Wanted Golf hosted a four-man scramble golf tournament fundraiser Saturday at Oak Hills Golf Center. Participation was $400 per team, and 30 teams competed.

Currently, Wanted Golf only has access to one golf course. The goal is to raise money for access to new golf courses, higher level tournaments, better equipment and apparel, better health and fitness consultants, and less financial pressure on parents, Levi said.

Another goal is to get more sponsors and scholarship opportunities for children whose families can’t afford the program.

Levi said he wants to thank the Carroll family and all of Wanted Golf’s sponsors, especially their first and main sponsor, Arris’ Pizza.

“They were the first sponsor that came up to us back in January before we even had anything to show,” he said. “They literally just heard me out about what I was trying to do for kids. I do think that deserves some great recognition.”

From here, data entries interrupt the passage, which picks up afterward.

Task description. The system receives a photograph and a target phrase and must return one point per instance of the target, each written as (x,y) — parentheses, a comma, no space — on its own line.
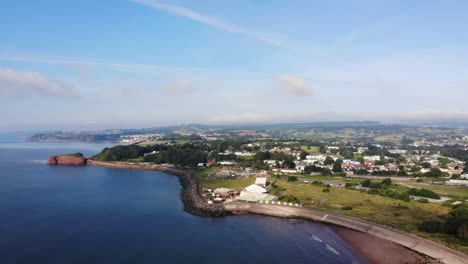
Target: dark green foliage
(430,226)
(121,153)
(292,178)
(457,222)
(289,199)
(387,181)
(312,168)
(337,166)
(318,183)
(424,193)
(426,165)
(328,161)
(326,172)
(366,183)
(434,173)
(184,155)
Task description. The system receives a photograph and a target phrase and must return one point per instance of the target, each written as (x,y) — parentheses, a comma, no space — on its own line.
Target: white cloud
(294,85)
(178,86)
(18,83)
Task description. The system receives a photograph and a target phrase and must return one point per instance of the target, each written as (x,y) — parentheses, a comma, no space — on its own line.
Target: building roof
(255,189)
(253,197)
(261,181)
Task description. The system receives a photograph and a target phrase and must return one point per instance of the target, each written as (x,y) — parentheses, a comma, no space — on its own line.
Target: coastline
(377,244)
(376,250)
(191,189)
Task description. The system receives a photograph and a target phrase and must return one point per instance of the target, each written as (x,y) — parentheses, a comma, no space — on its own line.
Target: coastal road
(418,244)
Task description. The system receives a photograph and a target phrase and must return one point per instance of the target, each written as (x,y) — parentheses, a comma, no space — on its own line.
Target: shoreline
(376,250)
(377,244)
(191,189)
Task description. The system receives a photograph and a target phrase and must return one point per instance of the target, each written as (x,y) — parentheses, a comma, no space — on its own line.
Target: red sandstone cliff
(68,160)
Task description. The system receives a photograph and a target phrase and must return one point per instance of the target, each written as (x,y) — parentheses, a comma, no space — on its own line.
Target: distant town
(411,178)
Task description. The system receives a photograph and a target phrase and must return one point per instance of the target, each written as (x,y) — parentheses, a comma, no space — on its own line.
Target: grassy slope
(398,214)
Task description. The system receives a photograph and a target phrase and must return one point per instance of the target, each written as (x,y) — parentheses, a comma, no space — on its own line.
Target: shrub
(423,200)
(424,193)
(430,226)
(292,178)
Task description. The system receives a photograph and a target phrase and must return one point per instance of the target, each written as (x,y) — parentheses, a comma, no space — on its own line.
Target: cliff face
(68,160)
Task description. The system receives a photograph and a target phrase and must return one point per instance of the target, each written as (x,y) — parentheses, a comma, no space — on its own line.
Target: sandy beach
(379,251)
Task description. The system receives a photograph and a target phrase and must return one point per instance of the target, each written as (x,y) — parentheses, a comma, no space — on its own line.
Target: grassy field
(237,184)
(311,149)
(450,191)
(390,212)
(393,138)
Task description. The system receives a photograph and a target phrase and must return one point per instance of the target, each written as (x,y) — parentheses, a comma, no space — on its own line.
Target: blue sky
(142,63)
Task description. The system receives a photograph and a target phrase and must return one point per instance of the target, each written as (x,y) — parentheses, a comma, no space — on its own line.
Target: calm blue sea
(100,215)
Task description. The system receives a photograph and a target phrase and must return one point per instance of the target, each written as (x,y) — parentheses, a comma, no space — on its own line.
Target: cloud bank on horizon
(149,62)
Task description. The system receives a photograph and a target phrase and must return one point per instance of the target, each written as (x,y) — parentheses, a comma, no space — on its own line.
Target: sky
(83,64)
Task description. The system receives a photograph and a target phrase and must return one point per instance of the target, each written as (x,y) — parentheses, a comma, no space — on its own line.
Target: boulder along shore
(192,198)
(194,203)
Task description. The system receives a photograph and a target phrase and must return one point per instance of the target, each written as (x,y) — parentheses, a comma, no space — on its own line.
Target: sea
(64,215)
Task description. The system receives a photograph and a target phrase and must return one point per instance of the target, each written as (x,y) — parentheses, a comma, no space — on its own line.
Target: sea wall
(407,240)
(192,197)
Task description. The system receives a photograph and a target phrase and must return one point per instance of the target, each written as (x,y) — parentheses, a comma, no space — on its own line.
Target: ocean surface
(101,215)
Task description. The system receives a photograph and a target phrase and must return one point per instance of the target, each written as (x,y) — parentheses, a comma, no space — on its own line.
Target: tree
(434,173)
(387,182)
(426,165)
(337,167)
(292,178)
(327,172)
(289,164)
(328,161)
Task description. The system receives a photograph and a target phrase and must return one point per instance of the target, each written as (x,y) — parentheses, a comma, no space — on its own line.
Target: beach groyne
(413,242)
(192,197)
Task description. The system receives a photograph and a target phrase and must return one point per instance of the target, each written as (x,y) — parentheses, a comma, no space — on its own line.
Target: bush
(289,199)
(318,183)
(292,178)
(430,226)
(424,193)
(387,181)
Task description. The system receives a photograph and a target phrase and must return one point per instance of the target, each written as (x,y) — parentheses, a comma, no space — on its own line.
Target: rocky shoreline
(191,188)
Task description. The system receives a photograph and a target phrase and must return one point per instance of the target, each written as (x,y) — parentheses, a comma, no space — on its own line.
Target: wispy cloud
(178,86)
(274,39)
(20,83)
(128,67)
(294,85)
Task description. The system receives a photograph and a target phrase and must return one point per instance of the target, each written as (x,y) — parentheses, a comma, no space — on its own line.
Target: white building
(457,182)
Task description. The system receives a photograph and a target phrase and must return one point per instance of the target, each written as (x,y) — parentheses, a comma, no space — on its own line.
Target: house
(457,182)
(261,181)
(254,188)
(254,197)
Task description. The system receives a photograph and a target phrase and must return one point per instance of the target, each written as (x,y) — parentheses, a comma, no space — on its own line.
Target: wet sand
(379,251)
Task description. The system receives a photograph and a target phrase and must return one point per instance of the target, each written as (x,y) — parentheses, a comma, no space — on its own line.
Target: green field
(311,149)
(390,212)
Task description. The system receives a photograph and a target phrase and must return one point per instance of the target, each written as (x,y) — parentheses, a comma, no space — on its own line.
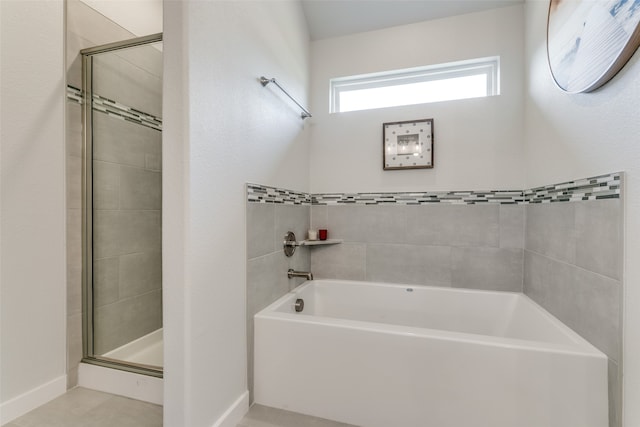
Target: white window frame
(489,67)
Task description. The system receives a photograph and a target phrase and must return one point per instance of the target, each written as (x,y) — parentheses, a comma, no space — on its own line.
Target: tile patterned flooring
(81,407)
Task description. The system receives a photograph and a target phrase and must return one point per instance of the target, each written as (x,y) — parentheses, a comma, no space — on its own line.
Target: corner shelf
(320,242)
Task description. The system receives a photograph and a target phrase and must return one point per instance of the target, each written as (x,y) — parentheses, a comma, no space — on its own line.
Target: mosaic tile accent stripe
(451,197)
(595,188)
(257,193)
(116,109)
(599,187)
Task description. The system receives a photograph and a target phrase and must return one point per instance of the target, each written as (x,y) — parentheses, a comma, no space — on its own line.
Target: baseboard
(20,405)
(128,384)
(235,412)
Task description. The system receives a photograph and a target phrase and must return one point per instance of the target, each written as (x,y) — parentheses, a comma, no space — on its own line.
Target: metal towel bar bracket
(265,81)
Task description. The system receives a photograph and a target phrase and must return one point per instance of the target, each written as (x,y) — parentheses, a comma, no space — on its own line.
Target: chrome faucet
(306,274)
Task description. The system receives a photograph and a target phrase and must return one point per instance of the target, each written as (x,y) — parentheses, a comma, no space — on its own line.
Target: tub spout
(306,274)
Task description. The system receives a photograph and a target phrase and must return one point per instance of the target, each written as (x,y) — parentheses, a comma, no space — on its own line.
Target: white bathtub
(380,355)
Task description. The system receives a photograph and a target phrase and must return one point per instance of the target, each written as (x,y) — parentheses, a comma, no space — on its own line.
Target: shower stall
(122,217)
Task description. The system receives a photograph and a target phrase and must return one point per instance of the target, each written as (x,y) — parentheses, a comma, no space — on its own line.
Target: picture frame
(407,145)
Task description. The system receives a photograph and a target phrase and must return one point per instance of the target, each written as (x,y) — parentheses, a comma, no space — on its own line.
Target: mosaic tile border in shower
(595,188)
(116,109)
(417,198)
(257,193)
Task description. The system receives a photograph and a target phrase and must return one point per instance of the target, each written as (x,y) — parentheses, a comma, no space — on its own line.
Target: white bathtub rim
(580,346)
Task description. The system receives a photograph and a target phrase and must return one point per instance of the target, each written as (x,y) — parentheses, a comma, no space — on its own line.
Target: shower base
(146,350)
(122,383)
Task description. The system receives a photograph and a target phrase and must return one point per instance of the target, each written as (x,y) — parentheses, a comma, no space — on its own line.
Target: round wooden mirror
(588,41)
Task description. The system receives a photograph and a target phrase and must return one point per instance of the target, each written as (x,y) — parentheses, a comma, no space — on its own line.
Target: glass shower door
(123,202)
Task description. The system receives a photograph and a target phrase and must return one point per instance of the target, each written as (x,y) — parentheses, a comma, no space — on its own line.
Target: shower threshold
(146,350)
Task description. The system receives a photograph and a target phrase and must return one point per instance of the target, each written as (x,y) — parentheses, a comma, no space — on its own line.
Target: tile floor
(81,407)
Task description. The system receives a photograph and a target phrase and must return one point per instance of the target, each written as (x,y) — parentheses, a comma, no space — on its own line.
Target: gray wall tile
(123,142)
(126,320)
(105,281)
(106,185)
(139,273)
(260,229)
(453,225)
(597,303)
(587,302)
(105,241)
(140,189)
(550,230)
(416,265)
(139,231)
(598,226)
(320,217)
(114,78)
(343,261)
(290,218)
(371,224)
(74,340)
(615,395)
(266,264)
(512,219)
(73,130)
(74,182)
(487,268)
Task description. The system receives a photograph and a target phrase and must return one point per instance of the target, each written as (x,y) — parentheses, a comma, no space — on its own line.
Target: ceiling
(332,18)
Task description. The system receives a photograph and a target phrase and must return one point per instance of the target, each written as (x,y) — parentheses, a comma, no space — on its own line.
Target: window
(442,82)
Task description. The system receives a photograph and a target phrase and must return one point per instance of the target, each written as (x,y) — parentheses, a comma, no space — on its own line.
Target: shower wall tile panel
(73,143)
(598,234)
(140,189)
(550,230)
(401,263)
(124,142)
(135,145)
(565,256)
(512,226)
(260,229)
(359,223)
(489,268)
(125,320)
(106,275)
(114,77)
(345,261)
(573,254)
(452,225)
(268,218)
(425,244)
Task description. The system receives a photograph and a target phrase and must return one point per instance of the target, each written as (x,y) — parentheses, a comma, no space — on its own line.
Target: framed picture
(407,145)
(588,42)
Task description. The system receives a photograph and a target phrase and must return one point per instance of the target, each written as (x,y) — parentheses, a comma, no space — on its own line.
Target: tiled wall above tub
(470,246)
(271,212)
(573,268)
(561,244)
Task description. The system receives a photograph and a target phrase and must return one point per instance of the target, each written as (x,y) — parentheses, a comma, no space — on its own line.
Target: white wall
(574,136)
(32,193)
(478,142)
(221,129)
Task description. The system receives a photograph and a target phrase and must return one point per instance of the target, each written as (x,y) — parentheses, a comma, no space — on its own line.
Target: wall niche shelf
(290,243)
(320,242)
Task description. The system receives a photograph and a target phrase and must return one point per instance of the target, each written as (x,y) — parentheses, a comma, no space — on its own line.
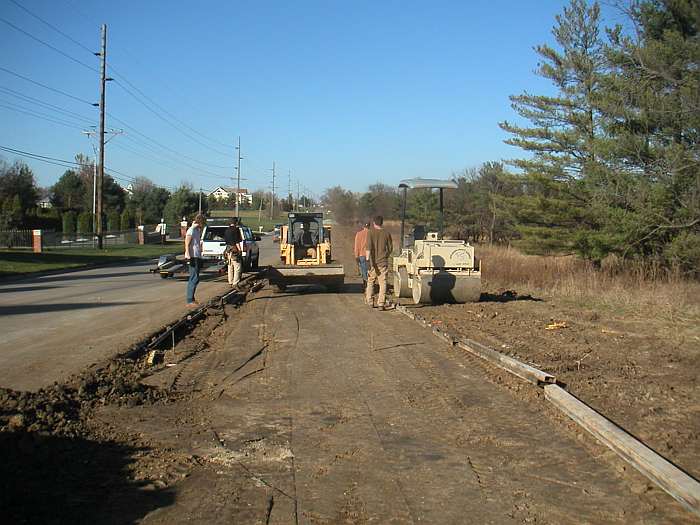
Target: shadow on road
(58,307)
(51,479)
(27,288)
(506,297)
(72,276)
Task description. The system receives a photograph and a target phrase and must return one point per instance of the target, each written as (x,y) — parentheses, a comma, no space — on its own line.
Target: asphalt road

Wanted Golf is for children younger than 18, and it currently includes 25 golfers. There is a group for experienced golfers who compete in tournaments and a developmental group for beginners.

Levi said he believes the family aspect is important, so family members can watch practices and tournaments. Even if the parent isn’t a golfer, Levi said, it is important for them to be a part of it so they can be included in that part of their child’s life.

“The beauty of golf is you get to do it with friends and family,” he said.

Ayden Howard, 13, began competing in golf tournaments about two years ago after his dad, Blake Howard, introduced him to the sport.

“I was looking for a coach for him, and we heard about the program, so we signed up,” Blake said. “It’s made a huge difference in his game; he’s much more consistent now.”

Blake said while it can be stressful watching Ayden compete, it’s worth it to see his son excel.

“When they’re playing great, boy is it fun to watch the kids play in these tournaments,” he said. “It’s so impressive, because they are really good for their age. It’s very fun to watch.”